Provo Man Believes Porcelain Sign Collection May Be World’s Largest
PROVO, Utah—A man’s passion for antique signs may soon have him in the record books.
Sparky Sparks, owner of Lakeside Storage,, 4095 W. Center St, now boasts a collection of 217 porcelain signs on posts—a collection he believes is the largest of its kind in the world.
“My friend down in Lubbock—his is 130, which is the next biggest one to us and we’re at 217 and have another 4 to put up,” Sparks said. “I didn’t intend to have the biggest collection, it wasn’t done for that, but it happens to be that.”
Sparks said he had applied to Guinness World Records to have the collection recognized.
The hobby began roughly 5 years ago for Sparks, who has always held an appreciation for antiques.
“I restored antique cars in the 1970s,” Sparks said. “I did ground-up restorations on early cars—1909 to 1912 Fords. 1909 was the first Model T Ford.”
More recently, he began collecting old gas pumps.
“It wasn’t until 2013 when my wife and I were getting ready to go on a second mission for The Church of Jesus Christ of Latter-day Saints,” Sparks recalled. “My eldest son…he says, ‘dad, I can manage your business with your managers.
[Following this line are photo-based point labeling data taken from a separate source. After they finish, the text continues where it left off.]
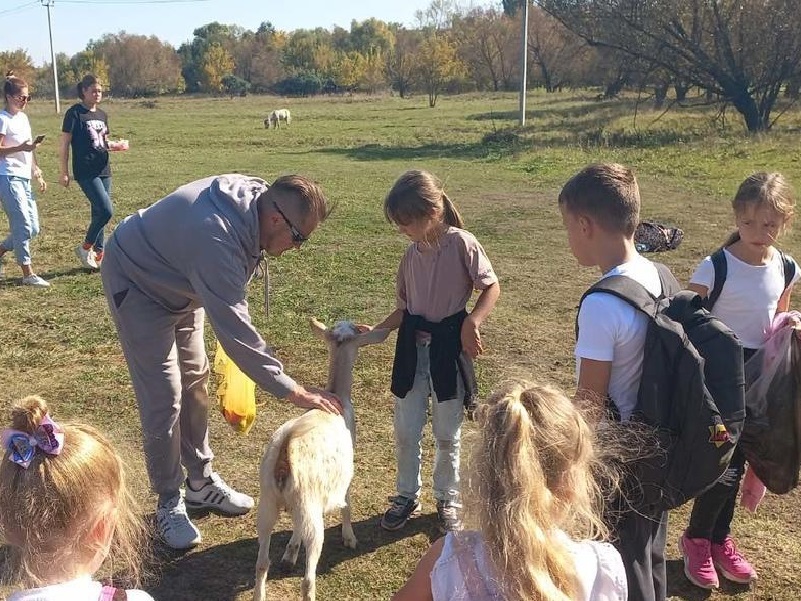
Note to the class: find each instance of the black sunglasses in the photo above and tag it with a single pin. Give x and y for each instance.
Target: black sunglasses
(297, 237)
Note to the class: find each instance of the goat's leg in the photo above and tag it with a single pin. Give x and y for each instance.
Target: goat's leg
(348, 537)
(293, 546)
(265, 522)
(313, 532)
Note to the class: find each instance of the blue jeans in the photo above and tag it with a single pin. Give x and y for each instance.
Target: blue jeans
(23, 216)
(98, 191)
(411, 414)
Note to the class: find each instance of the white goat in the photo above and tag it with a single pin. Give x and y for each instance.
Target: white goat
(274, 118)
(308, 465)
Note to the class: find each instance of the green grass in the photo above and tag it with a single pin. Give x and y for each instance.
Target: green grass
(61, 344)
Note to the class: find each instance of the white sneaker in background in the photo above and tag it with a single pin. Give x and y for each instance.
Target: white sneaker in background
(35, 280)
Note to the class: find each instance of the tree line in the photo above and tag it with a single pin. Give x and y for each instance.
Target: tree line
(739, 53)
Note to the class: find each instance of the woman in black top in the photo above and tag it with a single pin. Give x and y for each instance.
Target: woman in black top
(85, 130)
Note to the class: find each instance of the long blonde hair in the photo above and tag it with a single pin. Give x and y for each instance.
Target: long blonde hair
(763, 189)
(419, 195)
(530, 475)
(49, 510)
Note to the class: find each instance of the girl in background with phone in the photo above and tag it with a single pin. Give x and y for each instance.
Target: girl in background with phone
(17, 167)
(85, 131)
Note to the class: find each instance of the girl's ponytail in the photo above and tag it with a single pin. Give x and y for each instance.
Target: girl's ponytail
(450, 214)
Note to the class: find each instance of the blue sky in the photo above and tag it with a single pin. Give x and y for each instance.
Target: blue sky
(75, 22)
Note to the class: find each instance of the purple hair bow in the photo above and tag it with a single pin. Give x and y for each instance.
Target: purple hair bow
(48, 436)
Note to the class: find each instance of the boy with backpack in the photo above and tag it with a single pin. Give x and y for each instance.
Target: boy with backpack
(647, 352)
(600, 209)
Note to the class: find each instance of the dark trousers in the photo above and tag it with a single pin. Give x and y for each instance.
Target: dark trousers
(713, 511)
(97, 190)
(640, 540)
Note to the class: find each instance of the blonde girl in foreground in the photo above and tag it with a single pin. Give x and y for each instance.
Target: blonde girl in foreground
(530, 482)
(64, 510)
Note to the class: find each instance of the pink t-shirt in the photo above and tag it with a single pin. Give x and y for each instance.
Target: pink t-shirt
(435, 282)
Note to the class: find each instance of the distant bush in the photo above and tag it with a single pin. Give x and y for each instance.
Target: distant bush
(306, 84)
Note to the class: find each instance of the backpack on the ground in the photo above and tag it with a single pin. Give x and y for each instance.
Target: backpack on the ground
(721, 269)
(691, 392)
(650, 236)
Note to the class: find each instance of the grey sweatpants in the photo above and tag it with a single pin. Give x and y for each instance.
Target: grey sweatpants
(169, 369)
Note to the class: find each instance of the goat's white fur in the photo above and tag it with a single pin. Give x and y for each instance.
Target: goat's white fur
(274, 119)
(308, 465)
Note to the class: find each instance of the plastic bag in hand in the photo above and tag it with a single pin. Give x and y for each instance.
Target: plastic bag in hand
(236, 393)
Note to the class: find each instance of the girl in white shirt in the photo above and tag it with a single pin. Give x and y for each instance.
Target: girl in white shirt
(17, 168)
(754, 290)
(531, 480)
(64, 510)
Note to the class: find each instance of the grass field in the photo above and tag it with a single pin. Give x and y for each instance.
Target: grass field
(60, 342)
I can manage your managers while you’re gone, but I think we ought to dress the place up a little bit. Why don’t we take some of those old gas pumps that you’ve got stacked up back there and stick them out front.”
Sparks said his son then suggested collecting more pumps as well as signs when the couple returned from their mission.
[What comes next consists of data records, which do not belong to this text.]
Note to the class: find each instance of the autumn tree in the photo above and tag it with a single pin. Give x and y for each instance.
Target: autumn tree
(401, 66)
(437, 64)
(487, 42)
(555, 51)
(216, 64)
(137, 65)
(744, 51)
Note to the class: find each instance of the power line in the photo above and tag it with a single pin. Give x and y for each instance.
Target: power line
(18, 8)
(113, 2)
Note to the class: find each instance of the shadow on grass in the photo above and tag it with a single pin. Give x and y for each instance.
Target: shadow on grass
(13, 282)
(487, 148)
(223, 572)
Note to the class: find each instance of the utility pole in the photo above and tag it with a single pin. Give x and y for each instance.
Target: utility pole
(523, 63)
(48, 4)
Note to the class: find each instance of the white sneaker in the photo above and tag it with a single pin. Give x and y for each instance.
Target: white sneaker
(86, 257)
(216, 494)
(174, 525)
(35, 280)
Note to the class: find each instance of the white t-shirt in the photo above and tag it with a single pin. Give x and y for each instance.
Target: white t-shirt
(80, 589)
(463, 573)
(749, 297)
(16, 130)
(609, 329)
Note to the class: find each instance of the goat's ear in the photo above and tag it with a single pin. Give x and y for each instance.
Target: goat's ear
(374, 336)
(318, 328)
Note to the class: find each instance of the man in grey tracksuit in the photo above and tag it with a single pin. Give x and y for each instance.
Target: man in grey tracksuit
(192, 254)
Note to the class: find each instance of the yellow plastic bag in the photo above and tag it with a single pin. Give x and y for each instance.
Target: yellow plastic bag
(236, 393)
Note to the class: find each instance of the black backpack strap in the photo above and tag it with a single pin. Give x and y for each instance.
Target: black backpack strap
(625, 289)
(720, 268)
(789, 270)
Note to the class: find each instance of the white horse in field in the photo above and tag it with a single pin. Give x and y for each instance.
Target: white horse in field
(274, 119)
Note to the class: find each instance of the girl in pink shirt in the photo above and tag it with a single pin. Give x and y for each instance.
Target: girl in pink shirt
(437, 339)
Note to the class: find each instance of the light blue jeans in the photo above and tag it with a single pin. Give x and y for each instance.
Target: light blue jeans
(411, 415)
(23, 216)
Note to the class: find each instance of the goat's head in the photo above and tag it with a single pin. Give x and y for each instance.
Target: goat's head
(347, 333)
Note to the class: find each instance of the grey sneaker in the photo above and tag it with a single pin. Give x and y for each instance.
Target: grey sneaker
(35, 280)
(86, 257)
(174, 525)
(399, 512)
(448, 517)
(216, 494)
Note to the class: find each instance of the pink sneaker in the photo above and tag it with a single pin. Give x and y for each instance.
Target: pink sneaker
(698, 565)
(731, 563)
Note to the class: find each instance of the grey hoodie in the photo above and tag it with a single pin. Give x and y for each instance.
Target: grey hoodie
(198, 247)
“He said, ‘dad, you can’t just collect pumps—you’ve got to collect porcelain signs that went with the pumps!’” Sparks said. “That was 5 years ago and this is what we’ve got in 5 years, so you can see you plant the seed and you never know!”
Sparks said he has invested his 401K into the collection, which he also considers an investment.
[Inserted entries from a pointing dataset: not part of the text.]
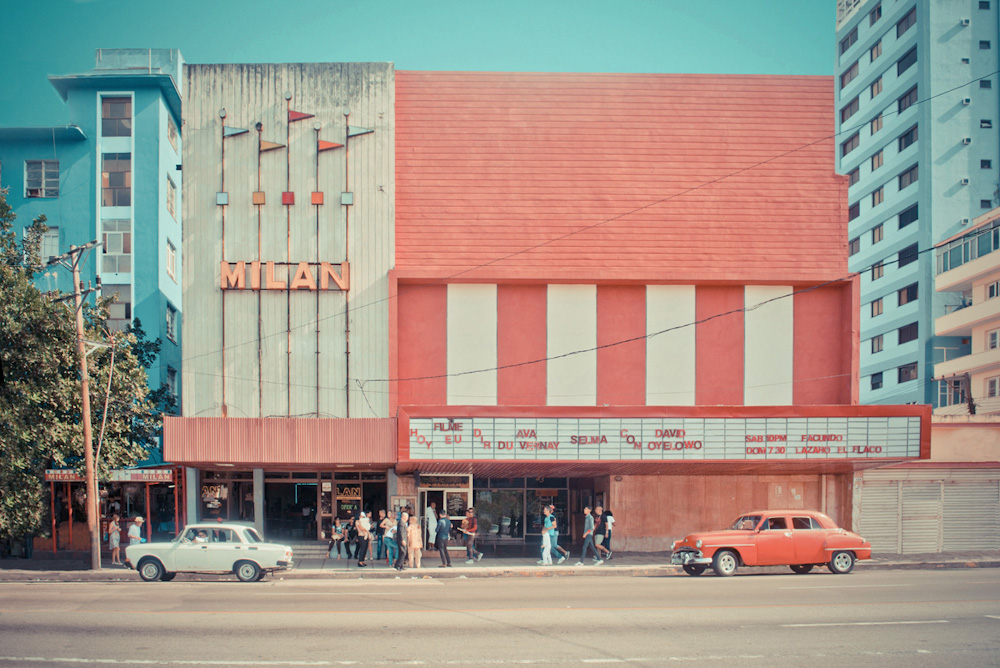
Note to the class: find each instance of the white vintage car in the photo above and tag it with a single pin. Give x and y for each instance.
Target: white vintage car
(208, 547)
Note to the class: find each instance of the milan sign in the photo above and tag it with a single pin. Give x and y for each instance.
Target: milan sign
(665, 439)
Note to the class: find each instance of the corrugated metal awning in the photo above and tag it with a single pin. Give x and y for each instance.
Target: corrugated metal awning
(280, 442)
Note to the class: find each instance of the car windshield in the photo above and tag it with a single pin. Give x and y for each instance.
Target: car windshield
(745, 523)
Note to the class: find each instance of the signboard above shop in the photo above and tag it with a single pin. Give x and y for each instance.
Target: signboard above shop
(664, 439)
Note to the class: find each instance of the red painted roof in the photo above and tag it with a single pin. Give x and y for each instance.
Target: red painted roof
(687, 178)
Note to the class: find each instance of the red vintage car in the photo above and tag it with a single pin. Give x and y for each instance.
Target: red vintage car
(797, 538)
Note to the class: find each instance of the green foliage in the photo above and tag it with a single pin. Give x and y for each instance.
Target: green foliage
(40, 385)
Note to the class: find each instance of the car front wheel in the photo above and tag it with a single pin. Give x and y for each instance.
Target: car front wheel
(725, 563)
(841, 563)
(150, 570)
(247, 571)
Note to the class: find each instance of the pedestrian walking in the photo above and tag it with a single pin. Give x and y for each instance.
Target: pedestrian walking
(414, 543)
(588, 536)
(470, 527)
(114, 540)
(401, 540)
(443, 532)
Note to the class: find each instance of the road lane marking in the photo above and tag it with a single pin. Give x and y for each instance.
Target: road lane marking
(930, 621)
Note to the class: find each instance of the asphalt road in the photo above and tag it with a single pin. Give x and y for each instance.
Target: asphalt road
(885, 618)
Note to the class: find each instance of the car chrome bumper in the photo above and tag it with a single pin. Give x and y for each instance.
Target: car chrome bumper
(688, 557)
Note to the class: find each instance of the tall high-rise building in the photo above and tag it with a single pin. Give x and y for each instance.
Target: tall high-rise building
(113, 174)
(916, 110)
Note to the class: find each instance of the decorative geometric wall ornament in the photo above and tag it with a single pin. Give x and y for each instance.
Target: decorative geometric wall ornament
(297, 115)
(355, 130)
(327, 145)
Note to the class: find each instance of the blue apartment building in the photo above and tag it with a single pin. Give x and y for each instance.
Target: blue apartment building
(113, 173)
(917, 123)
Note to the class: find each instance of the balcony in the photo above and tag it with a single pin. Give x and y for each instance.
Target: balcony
(974, 363)
(961, 322)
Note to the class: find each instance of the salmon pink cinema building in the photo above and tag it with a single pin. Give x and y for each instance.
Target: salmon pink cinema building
(504, 290)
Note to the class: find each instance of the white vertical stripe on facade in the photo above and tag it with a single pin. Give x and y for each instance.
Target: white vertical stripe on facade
(572, 326)
(472, 344)
(670, 357)
(768, 344)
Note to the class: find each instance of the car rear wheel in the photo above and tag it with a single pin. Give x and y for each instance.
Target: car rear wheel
(247, 571)
(150, 570)
(725, 563)
(841, 563)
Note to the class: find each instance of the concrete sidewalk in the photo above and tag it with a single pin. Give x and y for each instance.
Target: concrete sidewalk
(634, 565)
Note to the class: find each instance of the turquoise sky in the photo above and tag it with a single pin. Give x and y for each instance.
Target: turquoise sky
(42, 37)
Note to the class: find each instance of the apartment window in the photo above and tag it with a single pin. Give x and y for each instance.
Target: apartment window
(172, 133)
(851, 109)
(907, 294)
(877, 381)
(908, 333)
(849, 145)
(171, 198)
(993, 339)
(116, 179)
(120, 310)
(906, 23)
(116, 116)
(907, 100)
(878, 196)
(908, 138)
(171, 261)
(50, 244)
(171, 323)
(41, 178)
(849, 74)
(908, 216)
(876, 124)
(907, 372)
(907, 61)
(849, 41)
(116, 251)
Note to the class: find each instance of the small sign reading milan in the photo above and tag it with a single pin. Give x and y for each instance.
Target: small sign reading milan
(665, 439)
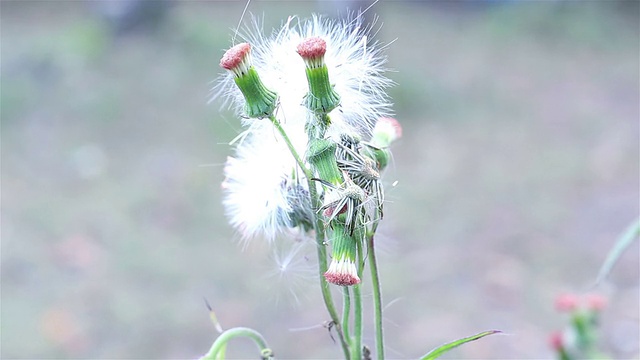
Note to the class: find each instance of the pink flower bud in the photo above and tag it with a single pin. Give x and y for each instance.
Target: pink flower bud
(235, 56)
(312, 48)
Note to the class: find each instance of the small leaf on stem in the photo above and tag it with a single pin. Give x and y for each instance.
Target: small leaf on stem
(435, 353)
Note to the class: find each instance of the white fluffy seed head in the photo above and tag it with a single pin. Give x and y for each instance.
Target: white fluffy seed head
(255, 201)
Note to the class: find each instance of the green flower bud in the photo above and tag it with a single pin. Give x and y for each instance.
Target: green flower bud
(260, 101)
(321, 98)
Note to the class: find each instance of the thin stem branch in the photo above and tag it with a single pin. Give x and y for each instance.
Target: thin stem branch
(377, 297)
(346, 303)
(320, 237)
(222, 340)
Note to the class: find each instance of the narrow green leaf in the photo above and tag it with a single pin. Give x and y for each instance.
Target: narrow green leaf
(623, 242)
(435, 353)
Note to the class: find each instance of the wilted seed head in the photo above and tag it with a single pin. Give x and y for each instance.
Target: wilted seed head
(321, 98)
(259, 101)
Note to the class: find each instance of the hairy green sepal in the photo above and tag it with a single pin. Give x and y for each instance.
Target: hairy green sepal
(322, 156)
(321, 98)
(260, 101)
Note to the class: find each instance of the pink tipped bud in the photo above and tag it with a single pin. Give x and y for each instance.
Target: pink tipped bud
(236, 59)
(595, 302)
(566, 303)
(312, 48)
(556, 341)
He noted as well that the signs have also served online to draw interest to the storage business.
“I think it’s about a dream,” Sparks said, smiling beneath several of his antique signs, which line the perimeter of the business property. “A lot of these guys were nobodies that started these companies and they just got some people with money and put them together and got their business going and they made millions, but to me that shows to anybody that you can be anything in America, you can do anything.”
Sparks also said he hoped the site, which he has also developed into a museum, will make people curious about their history.
“The history of the gas-oil business is very, very interesting!” Sparks exclaimed.
Sparks has further development plans in store for the property, including a 500-person event center which will display many of his antique signs, pumps, statues and cars.
“Just one or two pieces inspire people enough to ask questions,” Sparks said. “I hope that kids start asking questions and parents start looking it up.”
Sparks has collected the signs from all across the country. Some date back to the early 1900s, with the majority manufactured sometime from the 1940s to the 1960s.